Dona Luísa, Seu Onofre. Que Deus os tenha. E que Ele nunca jogue fora a forma em que fez gente como vocês.

domingo, 10 de fevereiro de 2008

Estréia

Oi, gente. Quer dizer, nem sei se alguém vai ler isso aqui... Mas se ler, estou estreando meu blog e espero que ao menos os amigos dêem uma passada por aqui de vez em quando para perder um pouco de tempo comigo. Idéias, reflexões, comentários, algumas crônicas. Não prometo muito mais que isso não. Prometo ser sincero no que escrever. Isso eu posso assegurar. Se terá relevância ou não, aí caberá a cada um julgar.
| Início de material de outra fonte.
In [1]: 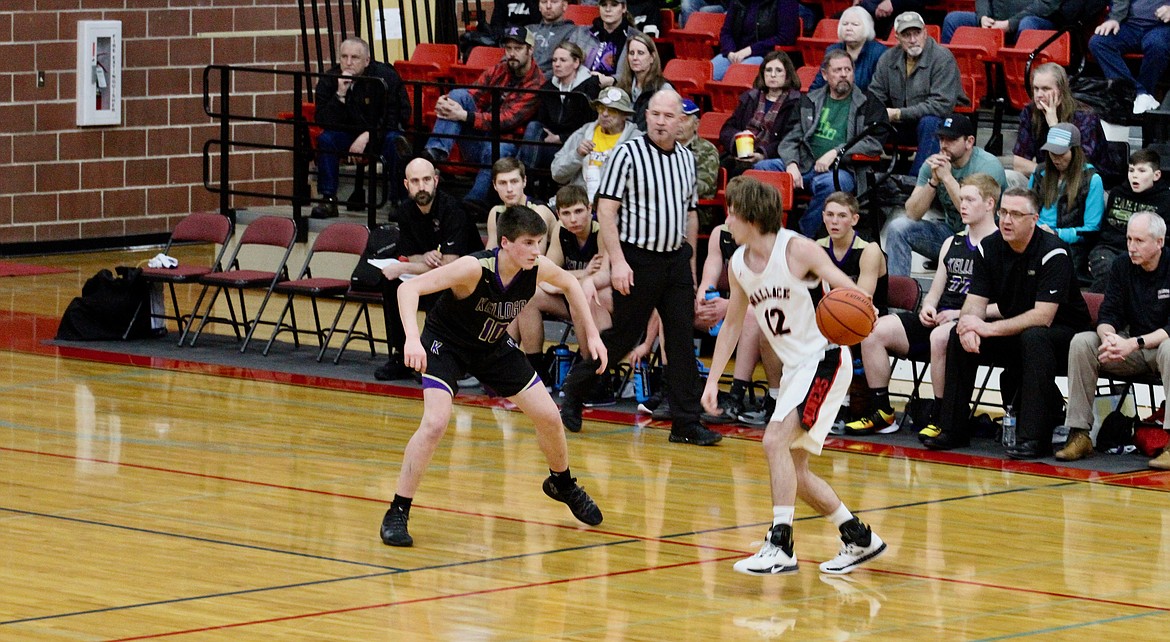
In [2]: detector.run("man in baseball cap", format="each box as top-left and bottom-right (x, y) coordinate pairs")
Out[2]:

E se não tiver, não tem problema. O mais importante é se expressar. E é isso que quero fazer aqui, compartilhar este direito de me expressar com outras pessoas. E que as outras pessoas se sintam totalmente à vontade para fazer o mesmo neste nosso pequeno espaço na rede. Por enquanto é isso. Mas em breve haverá mais.